Seminal events and their protagonists are at the heart of Brendan Fullam's trilogy of hurling snapshots which concludes with this publication. Over more than 15 years Fullam, a bank manager now retired, called on many hurlers whose celebrity had faded without the panoply of modern media to protect it.
Armed with a ledger into which each interviewee wrote a brief reminiscence, Fullam assembled what has turned into an invaluable archive resource - including pieces on those long gone by the time he set out with his book.
In Hurling Giants, the second of the trilogy, Martin White - the last surviving member of Kilkenny's team in the epochal 1931 hurling final and two replays against Cork - is elegiacally described as feeling like "Oisin i ndiaidh na Feinne".
He wrote his piece in the ledger and burst into silent tears as he recalled his colleagues from 1931, all departed. The reader generally can't empathise with such emotional forces but everyone will share the sense of respect.

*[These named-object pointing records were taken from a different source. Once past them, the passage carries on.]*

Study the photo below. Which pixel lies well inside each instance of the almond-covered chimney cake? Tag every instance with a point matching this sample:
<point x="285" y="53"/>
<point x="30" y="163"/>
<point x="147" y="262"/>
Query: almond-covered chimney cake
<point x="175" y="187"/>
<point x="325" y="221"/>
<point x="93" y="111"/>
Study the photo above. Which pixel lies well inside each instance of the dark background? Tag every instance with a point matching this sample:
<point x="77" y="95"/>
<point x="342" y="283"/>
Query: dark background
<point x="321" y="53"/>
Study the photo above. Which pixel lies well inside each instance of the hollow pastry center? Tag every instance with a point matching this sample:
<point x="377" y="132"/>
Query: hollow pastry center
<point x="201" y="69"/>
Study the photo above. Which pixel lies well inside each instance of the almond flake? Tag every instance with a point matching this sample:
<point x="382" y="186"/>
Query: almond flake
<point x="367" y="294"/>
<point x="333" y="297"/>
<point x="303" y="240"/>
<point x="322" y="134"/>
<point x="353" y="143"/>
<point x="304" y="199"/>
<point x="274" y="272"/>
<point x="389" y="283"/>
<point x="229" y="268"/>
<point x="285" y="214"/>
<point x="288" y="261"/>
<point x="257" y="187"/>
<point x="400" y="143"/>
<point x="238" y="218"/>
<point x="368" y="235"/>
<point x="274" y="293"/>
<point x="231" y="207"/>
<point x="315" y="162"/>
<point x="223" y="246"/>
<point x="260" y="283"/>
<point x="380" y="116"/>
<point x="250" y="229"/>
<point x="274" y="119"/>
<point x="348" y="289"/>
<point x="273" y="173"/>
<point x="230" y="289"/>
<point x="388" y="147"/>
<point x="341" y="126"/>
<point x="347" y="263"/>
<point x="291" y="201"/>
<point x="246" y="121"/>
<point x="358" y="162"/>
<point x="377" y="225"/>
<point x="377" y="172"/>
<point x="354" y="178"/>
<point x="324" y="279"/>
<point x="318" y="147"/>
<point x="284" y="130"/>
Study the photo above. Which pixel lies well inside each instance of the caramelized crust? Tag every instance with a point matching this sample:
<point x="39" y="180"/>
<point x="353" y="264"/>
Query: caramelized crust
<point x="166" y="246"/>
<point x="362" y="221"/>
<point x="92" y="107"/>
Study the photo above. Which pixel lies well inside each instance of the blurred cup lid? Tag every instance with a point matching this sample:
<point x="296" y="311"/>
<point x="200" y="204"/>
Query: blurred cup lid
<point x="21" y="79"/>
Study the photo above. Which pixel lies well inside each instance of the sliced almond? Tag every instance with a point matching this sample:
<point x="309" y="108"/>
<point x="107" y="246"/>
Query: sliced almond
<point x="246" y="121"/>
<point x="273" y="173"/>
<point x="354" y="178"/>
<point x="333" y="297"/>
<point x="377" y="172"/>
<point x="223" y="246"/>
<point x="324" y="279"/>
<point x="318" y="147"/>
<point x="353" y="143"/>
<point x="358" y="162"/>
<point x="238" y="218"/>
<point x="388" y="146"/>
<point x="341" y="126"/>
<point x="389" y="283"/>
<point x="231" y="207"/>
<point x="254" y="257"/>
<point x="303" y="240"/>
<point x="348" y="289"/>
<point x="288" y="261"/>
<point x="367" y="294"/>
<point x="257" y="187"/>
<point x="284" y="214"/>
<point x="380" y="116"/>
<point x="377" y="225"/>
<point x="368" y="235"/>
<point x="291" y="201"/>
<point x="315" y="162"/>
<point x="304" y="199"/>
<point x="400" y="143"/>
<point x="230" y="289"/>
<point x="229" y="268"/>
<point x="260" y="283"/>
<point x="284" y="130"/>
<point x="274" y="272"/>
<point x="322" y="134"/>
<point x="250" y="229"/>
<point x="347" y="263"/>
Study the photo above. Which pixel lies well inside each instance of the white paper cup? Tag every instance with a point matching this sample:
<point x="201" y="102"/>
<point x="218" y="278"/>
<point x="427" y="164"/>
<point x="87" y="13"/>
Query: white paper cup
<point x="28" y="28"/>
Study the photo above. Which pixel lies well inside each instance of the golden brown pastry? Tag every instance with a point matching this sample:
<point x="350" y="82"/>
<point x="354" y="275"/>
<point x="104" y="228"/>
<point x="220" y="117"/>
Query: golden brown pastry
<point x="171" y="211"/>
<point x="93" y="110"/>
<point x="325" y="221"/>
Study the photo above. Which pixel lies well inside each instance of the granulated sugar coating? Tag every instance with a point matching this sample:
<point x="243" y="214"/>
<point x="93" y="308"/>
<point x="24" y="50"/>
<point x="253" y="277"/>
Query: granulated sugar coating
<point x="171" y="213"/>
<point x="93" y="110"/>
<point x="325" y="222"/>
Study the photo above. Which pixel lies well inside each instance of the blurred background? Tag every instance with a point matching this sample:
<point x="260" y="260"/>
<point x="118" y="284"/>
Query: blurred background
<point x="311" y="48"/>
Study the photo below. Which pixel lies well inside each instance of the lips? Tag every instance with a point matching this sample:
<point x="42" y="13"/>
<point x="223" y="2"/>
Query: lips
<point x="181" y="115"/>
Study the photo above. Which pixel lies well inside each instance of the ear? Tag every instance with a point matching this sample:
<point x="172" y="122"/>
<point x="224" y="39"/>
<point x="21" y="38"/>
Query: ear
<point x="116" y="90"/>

Legends of the Ash incorporates contemporary players such as Brian Lohan and Martin Storey and it is striking to see such celebrated players in the age of live television take their place in a hall of fame stretching back to include Sim Walton, captain of Kilkenny in 1912 when news of the narrow win over Cork was conveyed to an "enormous crowd gathered outside Kilkenny Post Office" by telegram.
Each entry is gently conveyed, the narrative speaking for itself: ranging from tributes to the Michaels, O'Hehir and O Muircheartaigh, through the assured memories of the likes of Donie Nealon and Justin McCarthy through careers less rewarded, like Terence McNaughton's.
It also takes in those blighted by the casual cruelty of the times such as Limerick's Tom McGarry whose virtuosity was exiled and lost to the League of Ireland when he dabbled in inter-firms soccer and drew down on himself the crass zealotry of Rule 27.
Offaly's Paddy Molloy may have reflected on his retirement that "I knew the legs wouldn't go. You don't give hurling up; it gives you up". Brendan Fullam, however, refutes him with these simply-told tales of ordinary people made extraordinary by their achievements - often, but happily no longer, half-forgotten.